The Rang mandap is a grand hall supported by 12 decorated pillars and nicely carved out arches with a breathtaking central dome. On the pillars are carved female figurines playing musical instruments and 16 Vidhyadevis or the goddesses of knowledge each one holding her own symbol.

The Navchowki is a collection of nine rectangular ceilings, each one containing beautiful carvings of different designs supported on ornate pillars. The Gudh mandap is a simple hall once you step inside its heavily decorated doorway. Installed here is the idol of Adi Nath or Lord Rishabdev, as he is also known. The mandap is meant for ‘Arti’ to the deity. The Hastishala (Elephant Cell) was constructed by Prithvipal, a descendant of Vimal Shah in 1147-49 A.D and features a row of elephants in sculpture.

Luna Vasahi (Shri Nemi Nathji temple) : – The Luna Vashi temple is dedicated to the 22nd Tirthankara Shri Nemi Nathji. This magnificent temple was built in 1230 AD by two brothers – Vastupal and Tejpal – both ministers of a local ruler. The temple built in memory of their late brother Luna was designed after the Vimal Vashi temple. The main hall or Rang mandap features a central dome from which hangs a big ornamental pendent featuring elaborate carving. Arranged in a circular band are 72 figures of Tirthankaras in sitting posture and just below this band are 360 small figures of Jain monks in another circular band. The Hathishala or elephant cell features 10 beautiful marble elephants neatly polished and realistically modelled.

The Navchowki features some of the most magnificent and delicate marble stone cutting work of the temple. Each of the nine ceilings here seems to exceed the others in beauty and grace. The Gudh mandap features a black marble idol of the 22nd Jain Tirthankara Neminath. The Kirthi Stambha is a big black stone pillar that stands on the left side of the temple. The pillar was constructed by Maharana Kumbha of Mewar. The remaining three temples of Dilwara are smaller but just as elegant as the other two.

Pittalhar Temple : – This temple was build by Bhima Shah, a minister of Sultan Begada of Ahmedabd. A massive metal statue of Rishab Dev (Adinath), cast in five metals is installed in the temple. The main metal used in this statue is ‘Pital’ (brass), hence the name ‘Pittalhar’. The Shrine consists of a main Garbhagraha, Gudh mandap and Navchowki.

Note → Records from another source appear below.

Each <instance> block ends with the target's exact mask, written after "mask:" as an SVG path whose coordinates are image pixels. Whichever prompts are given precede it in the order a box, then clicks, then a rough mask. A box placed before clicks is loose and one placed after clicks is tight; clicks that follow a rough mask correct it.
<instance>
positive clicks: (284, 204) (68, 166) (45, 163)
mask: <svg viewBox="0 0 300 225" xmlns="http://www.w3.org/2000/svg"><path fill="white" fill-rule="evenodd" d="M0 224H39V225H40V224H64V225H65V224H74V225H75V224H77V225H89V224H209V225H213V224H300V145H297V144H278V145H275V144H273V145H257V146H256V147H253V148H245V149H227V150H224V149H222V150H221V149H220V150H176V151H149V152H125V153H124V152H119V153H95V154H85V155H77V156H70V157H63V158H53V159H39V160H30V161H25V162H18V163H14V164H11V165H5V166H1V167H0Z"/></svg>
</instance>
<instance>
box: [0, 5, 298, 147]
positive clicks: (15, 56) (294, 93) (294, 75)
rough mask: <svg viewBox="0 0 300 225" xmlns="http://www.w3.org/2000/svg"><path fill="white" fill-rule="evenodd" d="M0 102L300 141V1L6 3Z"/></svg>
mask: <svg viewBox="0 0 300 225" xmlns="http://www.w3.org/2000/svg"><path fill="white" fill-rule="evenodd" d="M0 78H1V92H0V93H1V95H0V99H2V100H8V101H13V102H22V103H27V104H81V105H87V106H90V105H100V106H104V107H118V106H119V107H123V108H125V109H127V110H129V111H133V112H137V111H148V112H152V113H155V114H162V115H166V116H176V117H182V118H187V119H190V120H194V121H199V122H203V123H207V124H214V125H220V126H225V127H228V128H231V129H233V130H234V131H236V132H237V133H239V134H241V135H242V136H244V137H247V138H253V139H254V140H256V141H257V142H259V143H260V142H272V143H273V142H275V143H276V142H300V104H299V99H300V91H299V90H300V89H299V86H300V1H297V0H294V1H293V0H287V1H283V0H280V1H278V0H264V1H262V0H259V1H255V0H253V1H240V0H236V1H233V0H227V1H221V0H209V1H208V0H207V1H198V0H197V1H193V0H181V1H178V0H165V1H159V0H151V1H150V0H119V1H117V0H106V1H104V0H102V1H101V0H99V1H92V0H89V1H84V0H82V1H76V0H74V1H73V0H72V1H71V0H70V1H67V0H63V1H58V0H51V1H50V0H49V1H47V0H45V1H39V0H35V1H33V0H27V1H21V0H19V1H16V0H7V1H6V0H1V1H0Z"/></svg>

Parshavanath Temple : – This temple, dedicated to Lord Parshavnath was built by Mandlik and his family in 1458-59 A.D. It consists of a three storied building, the tallest of all the shrines at Dilwara. On all the four faces of the sanctum on the ground floor are four big mandaps. The outer walls of the sanctum comprise of beautiful sculptures in gray sandstone, depicting Dikpals, Vidhyadevis, Yakshinis, Shalabhanjikas and other decorative sculptures comparable to the ones in Khajuraho and Konark.

Mahaveer Swami Temple : – This is a small structure constructed in 1582 A.D. and dedicated to the 24th Jain Tirthankara, Lord Mahaveer. There are pictures on the upper walls of the porch painted in 1764 A.D. by the artists of Sirohi.